First run features announces Commune: 20th Anniversary Restoration Opening at DCTV’s Firehouse Theater on July 11, 2025

We are re-releasing Commune on its 20th Anniversary because of the urgent struggles in Trump’s America, wherein people are seeking solutions of every kind to an increasing authoritarianism. As feminist activist Carol Hanisch wrote in 1969, ‘the personal is political,’ and nothing is more personal than how we live and the who, what, and where of the place we call home.

In 1968, two hippies hiking near Mt. Shasta in Northern California stumbled across an unlikely property for sale: an abandoned goldmine and surrounding land, 300 acres for $22,000. Fueled by contributions from the Doors, the Monkees, Frank Zappa and others, they bought the property and named it Black Bear Ranch.

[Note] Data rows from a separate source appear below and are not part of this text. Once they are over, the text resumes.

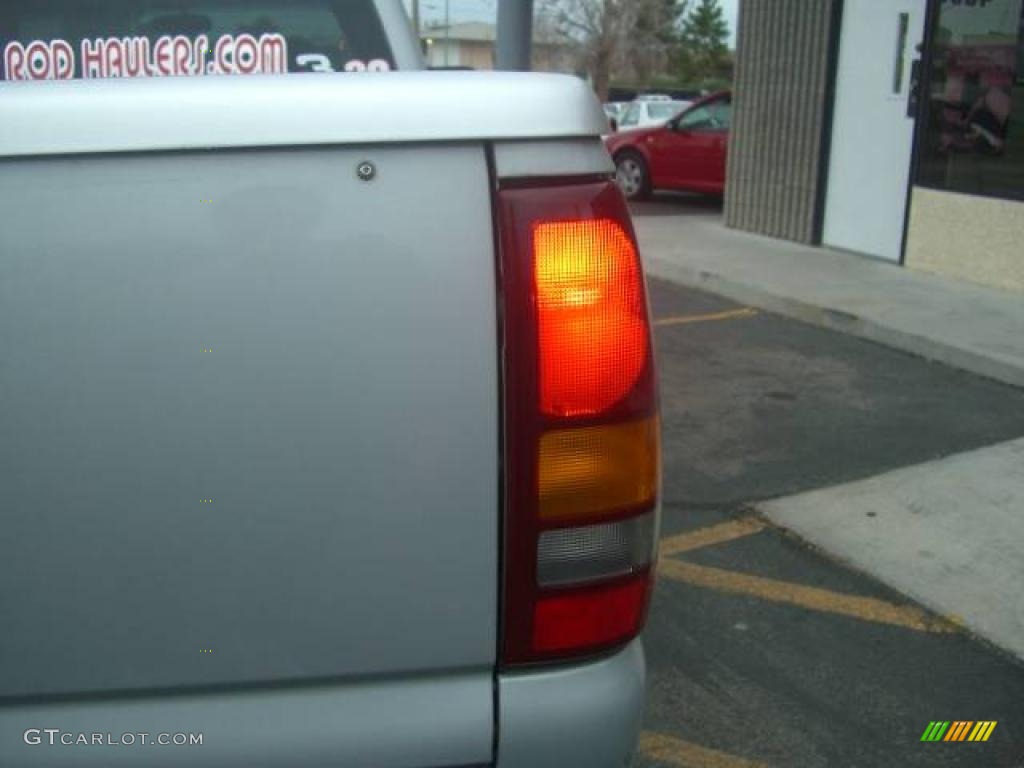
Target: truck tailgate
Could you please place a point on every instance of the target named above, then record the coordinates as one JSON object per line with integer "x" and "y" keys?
{"x": 249, "y": 418}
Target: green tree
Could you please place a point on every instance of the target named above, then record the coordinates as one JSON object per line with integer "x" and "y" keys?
{"x": 704, "y": 52}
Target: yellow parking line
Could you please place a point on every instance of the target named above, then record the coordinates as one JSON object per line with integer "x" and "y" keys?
{"x": 725, "y": 531}
{"x": 865, "y": 608}
{"x": 685, "y": 320}
{"x": 675, "y": 752}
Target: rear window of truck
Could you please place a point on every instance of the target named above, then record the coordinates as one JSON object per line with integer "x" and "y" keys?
{"x": 88, "y": 39}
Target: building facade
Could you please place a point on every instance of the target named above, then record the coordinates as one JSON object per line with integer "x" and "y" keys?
{"x": 891, "y": 128}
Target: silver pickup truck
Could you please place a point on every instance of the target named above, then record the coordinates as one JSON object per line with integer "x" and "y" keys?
{"x": 328, "y": 413}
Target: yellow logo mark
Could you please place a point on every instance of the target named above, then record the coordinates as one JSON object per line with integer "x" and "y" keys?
{"x": 958, "y": 730}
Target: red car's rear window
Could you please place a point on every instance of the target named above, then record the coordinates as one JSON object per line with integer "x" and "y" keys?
{"x": 69, "y": 39}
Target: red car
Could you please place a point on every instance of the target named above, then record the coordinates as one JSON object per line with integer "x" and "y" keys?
{"x": 687, "y": 153}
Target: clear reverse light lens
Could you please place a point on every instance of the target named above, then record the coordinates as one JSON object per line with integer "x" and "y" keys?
{"x": 580, "y": 555}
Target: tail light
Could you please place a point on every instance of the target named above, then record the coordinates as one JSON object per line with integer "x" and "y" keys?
{"x": 582, "y": 450}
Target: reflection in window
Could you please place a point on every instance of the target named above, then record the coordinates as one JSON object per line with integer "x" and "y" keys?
{"x": 973, "y": 140}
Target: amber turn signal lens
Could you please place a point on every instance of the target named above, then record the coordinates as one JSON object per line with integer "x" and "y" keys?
{"x": 588, "y": 472}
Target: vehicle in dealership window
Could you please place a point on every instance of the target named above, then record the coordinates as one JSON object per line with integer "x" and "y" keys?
{"x": 297, "y": 450}
{"x": 688, "y": 153}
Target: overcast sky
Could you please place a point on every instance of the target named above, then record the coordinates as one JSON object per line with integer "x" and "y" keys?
{"x": 484, "y": 10}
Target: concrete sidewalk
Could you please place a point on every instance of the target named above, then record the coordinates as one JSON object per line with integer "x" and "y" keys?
{"x": 949, "y": 534}
{"x": 965, "y": 326}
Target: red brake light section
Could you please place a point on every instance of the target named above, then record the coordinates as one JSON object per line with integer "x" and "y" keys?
{"x": 582, "y": 453}
{"x": 593, "y": 335}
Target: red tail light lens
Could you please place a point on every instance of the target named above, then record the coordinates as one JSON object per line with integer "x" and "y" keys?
{"x": 593, "y": 338}
{"x": 581, "y": 424}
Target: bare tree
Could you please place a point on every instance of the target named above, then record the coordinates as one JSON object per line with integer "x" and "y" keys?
{"x": 598, "y": 29}
{"x": 614, "y": 35}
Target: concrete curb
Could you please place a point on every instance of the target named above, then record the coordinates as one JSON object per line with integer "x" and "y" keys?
{"x": 955, "y": 356}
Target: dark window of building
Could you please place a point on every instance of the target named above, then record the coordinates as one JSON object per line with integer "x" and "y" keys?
{"x": 67, "y": 39}
{"x": 973, "y": 140}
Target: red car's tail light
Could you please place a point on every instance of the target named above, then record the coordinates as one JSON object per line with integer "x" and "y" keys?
{"x": 582, "y": 445}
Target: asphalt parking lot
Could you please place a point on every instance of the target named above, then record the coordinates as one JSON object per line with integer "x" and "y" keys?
{"x": 761, "y": 650}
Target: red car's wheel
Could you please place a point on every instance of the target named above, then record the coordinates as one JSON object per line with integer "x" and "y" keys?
{"x": 632, "y": 174}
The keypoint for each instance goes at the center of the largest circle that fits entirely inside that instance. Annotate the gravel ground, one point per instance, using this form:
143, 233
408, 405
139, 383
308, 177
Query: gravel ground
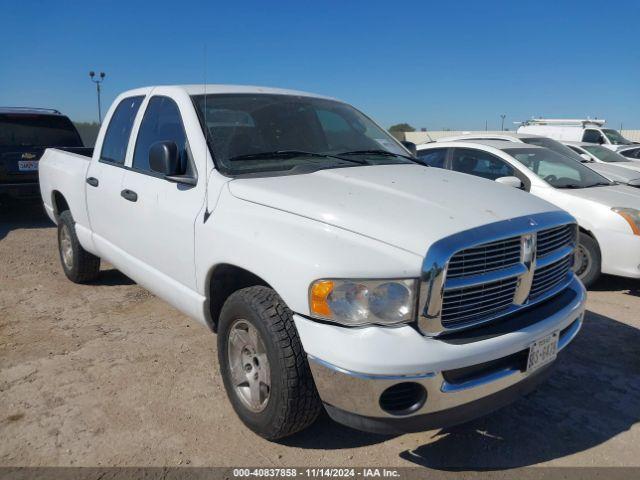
109, 375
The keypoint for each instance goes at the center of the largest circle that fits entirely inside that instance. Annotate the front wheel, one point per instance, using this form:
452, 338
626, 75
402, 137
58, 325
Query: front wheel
79, 265
264, 368
588, 261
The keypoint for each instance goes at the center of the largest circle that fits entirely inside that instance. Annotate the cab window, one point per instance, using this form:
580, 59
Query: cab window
592, 136
114, 145
433, 157
161, 123
480, 164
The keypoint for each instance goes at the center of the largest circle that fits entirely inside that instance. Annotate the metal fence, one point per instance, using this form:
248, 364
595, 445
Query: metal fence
422, 137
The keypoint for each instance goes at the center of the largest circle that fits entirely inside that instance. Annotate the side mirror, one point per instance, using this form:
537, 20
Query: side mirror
510, 181
163, 158
411, 147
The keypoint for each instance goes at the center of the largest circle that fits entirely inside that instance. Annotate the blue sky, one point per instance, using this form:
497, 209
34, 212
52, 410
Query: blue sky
436, 64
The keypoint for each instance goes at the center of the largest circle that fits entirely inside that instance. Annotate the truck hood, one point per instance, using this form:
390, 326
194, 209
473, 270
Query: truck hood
614, 196
407, 206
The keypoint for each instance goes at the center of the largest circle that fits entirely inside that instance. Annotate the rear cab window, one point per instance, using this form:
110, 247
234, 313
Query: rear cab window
116, 139
161, 123
433, 157
37, 130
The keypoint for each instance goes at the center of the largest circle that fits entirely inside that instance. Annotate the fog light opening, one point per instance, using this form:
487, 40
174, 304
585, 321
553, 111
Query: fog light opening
403, 398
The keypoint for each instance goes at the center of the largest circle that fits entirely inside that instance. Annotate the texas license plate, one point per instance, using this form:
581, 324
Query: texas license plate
27, 165
542, 352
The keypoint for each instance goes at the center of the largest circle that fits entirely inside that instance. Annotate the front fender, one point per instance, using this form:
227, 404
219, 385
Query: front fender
289, 252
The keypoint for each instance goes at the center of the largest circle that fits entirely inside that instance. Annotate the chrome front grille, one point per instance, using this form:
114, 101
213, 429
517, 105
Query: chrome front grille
555, 238
477, 302
465, 285
546, 278
485, 258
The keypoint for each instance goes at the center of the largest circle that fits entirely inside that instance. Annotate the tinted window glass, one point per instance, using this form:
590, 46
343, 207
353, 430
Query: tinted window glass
633, 153
161, 123
592, 136
114, 146
248, 133
480, 164
37, 130
433, 158
557, 170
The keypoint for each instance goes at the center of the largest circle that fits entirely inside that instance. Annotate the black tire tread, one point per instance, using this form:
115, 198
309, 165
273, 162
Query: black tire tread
86, 266
301, 405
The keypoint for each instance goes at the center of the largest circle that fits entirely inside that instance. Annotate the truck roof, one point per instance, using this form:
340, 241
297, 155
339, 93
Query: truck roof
30, 110
211, 88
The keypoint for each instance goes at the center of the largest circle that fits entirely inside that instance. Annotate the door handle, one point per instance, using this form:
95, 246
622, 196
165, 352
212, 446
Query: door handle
129, 195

It quickly became the prototypical 1960s commune, with the motto “Free Land for Free People.” Utopian communities have always been a part of the United States, but in the 60’s and 70’s their audacious goal was to reshape the world with free love and common property – creating a revolutionary movement that would spread to the rest of society.

Newly restored and featuring interviews with several Black Bear alumni, including actor/activist Peter Coyote, Commune is the first modern documentary to deal with communal living and cults. With a wealth of photographs and home movies, Commune offers a candid look into the joys and difficulties of communal life – including free love, nude farming, survival in the wilderness, multiple-parent childrearing, strife, jealousy and sometimes even endangered lives. In our modern high-tech world, we face a plague of loneliness and growing interest in revolutionizing the way we live. Is coming together the cure? Or perhaps, as Sartre wrote ‘hell is – other people!’